“The human psyche , like human bones, is strongly inclined towards self-healing.” John Bowlby
Because we are social animals our relationships represent an essential resource for our survival. However, something important to remember, is that despite born needing to develop and maintain relationships in the interests of our survival, we are not born knowing how to do so. Relationships represent quite literally a form of communication, or a language, and are therefore not unlike any other language in that we must learn how to speak and use it effectively to communicate within the social world. Problems and issues with relationships represents an incredibly common reason why many people seek therapy, and in my professional opinion I believe that every client’s current struggles are either directly or indirectly linked to relational difficulties, whether it’s relating to themselves, the world and/or the people within it.

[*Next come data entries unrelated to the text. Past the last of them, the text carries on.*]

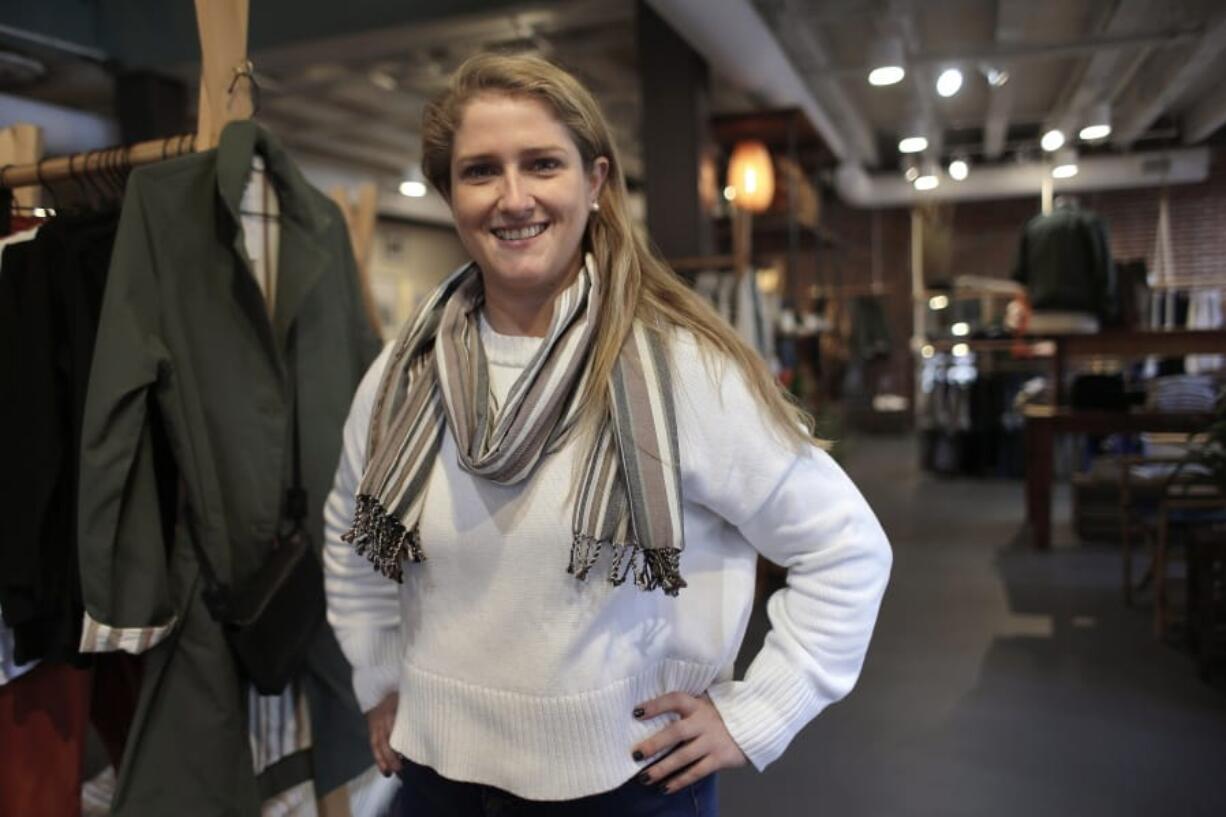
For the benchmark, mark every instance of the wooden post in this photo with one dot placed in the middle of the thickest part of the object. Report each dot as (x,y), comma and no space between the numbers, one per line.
(742,241)
(222,25)
(361,220)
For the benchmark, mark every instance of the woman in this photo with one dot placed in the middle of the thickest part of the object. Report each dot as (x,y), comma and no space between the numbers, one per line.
(560,416)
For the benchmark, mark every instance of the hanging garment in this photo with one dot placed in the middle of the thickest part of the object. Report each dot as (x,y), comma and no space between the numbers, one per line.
(185,339)
(869,329)
(1064,260)
(50,293)
(10,667)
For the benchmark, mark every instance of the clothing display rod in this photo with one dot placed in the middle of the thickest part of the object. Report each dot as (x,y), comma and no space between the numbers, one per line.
(76,166)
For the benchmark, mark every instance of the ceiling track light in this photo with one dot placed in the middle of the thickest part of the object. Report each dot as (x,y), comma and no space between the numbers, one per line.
(996,75)
(1097,123)
(949,82)
(928,178)
(887,61)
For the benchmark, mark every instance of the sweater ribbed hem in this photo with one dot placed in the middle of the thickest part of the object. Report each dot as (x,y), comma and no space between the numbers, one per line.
(535,746)
(764,712)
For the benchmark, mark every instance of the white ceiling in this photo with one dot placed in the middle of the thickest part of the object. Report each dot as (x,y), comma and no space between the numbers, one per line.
(1157,61)
(356,99)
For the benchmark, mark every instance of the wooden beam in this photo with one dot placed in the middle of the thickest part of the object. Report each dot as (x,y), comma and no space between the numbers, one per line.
(1206,115)
(1186,70)
(1009,27)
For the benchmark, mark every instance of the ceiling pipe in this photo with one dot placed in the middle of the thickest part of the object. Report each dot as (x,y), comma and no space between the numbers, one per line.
(1145,169)
(734,39)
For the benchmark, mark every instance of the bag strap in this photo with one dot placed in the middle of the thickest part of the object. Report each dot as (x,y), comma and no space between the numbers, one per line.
(296,496)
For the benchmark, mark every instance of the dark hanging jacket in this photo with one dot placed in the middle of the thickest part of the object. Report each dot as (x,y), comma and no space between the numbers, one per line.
(1064,260)
(185,339)
(50,293)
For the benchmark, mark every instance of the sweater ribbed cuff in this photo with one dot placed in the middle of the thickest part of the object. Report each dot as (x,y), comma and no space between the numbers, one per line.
(375,658)
(764,712)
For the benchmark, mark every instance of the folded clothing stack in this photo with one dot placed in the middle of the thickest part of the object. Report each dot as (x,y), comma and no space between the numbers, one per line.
(1183,393)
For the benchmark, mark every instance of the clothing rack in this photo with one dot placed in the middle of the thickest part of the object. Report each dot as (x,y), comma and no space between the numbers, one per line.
(77,166)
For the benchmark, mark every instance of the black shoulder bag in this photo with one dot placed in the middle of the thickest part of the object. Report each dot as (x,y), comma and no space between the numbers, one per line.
(271,617)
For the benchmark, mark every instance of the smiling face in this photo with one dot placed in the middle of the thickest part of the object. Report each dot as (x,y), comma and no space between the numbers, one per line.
(521,196)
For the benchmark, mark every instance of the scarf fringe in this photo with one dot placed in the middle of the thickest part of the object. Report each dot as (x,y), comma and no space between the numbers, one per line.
(652,568)
(383,539)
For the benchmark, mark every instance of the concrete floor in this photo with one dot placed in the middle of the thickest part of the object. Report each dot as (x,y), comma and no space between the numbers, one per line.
(999,681)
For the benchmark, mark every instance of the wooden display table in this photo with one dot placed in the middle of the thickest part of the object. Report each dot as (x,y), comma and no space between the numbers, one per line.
(1042,425)
(1043,422)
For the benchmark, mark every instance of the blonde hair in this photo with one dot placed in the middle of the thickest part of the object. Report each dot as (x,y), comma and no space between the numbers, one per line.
(639,283)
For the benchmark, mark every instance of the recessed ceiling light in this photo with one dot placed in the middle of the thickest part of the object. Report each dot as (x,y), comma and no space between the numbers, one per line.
(412,189)
(1096,124)
(887,75)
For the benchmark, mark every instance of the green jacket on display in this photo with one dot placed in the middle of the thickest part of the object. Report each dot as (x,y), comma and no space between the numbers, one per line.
(1064,260)
(186,350)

The eminent psychiatrist John Bowlby (1907-1990), believed that human beings along with all other mammal species are predisposed to relational behaviours that satisfied an internal need for security. In other words, we are born with an innate internal ‘attachment system’ that propels us to try and stay close to our parents and/or carers (or attachment figures), to ensure our safety, security and survival. As babies from the moment we are born, our brains are developing a neurological map or pattern of how to relate to our environment, which will ultimately inform our ability to relate to ourselves, others and the world in general. Therefore, the initial ‘attachment bonds’ that we form with our adult parents/carers as babies and throughout childhood, are of tremendous importance, because they represent the initial ‘template’ for how we develop and maintain relationships with ourselves and others throughout the lifespan. This template then acts as a type of map to direct us in navigating our relationships, and may guide us in performing key relational tasks, such as expressing our own emotional needs, and responding to the needs of others.
The verbal and non-verbal signals we receive as children via our parents/carers interactions with us, and their ability to ‘tune in’ and respond to our needs effectively and appropriately is paramount in our learning how to communicate and interact.
The subtle and not so subtle messages we receive both verbally and non-verbally from the adults we rely on to meet our physical and emotional needs may be internalised as a part of this process, informing core beliefs about ourselves, the world and the people in it that subsequently influence our view of and sense of being in the world. Therefore, we effectively develop our sense of identity and self-worth as a part of this complex relational activity and interaction.
If for example we had consistent experiences of our needs or expressions of distress being ignored and/or dismissed as children whenever we expressed them, the core belief that we develop and internalize could be something like “I don’t matter”, or “I am not important”. Other examples may include children of parents who may have a tendency to put their own needs before those of their child’s most if not all of the time. The child may consequently develop internal beliefs such as “other people’s needs are more important than my own”, which significantly affects self-esteem and self-worth, and may lead to difficulties asserting themselves in relationships, or feeling safe enough to express their own needs. The problem with such core beliefs are that they effectively become ‘rules for living’, that can then influence the roles we adopt in our relationships. Our earliest ‘template relationships’, teach us what role we are expected to play in relationships, and we can often then go on through life replicating those learned relationship dynamics or ‘relational dramas’ over and over, as we subconsciously recreate them in an attempt to readdress those early painful feelings of anger, frustration and/or hurt that we may have long been buried.
This piece represents a very concise and limited overview of merely ‘some’ aspects of attachment theory, and its significance for how we function in our relationships. It is an extremely expansive and complex theoretical framework that has a broad range of applications for psychotherapy, and those clients struggling with relationship issues. Therapy itself involves developing a relationship with your therapist, and so there is arguably no better way to explore and examine relationship problems than by developing a trusting relationship with our therapist, within which we may then proceed do so safely and securely.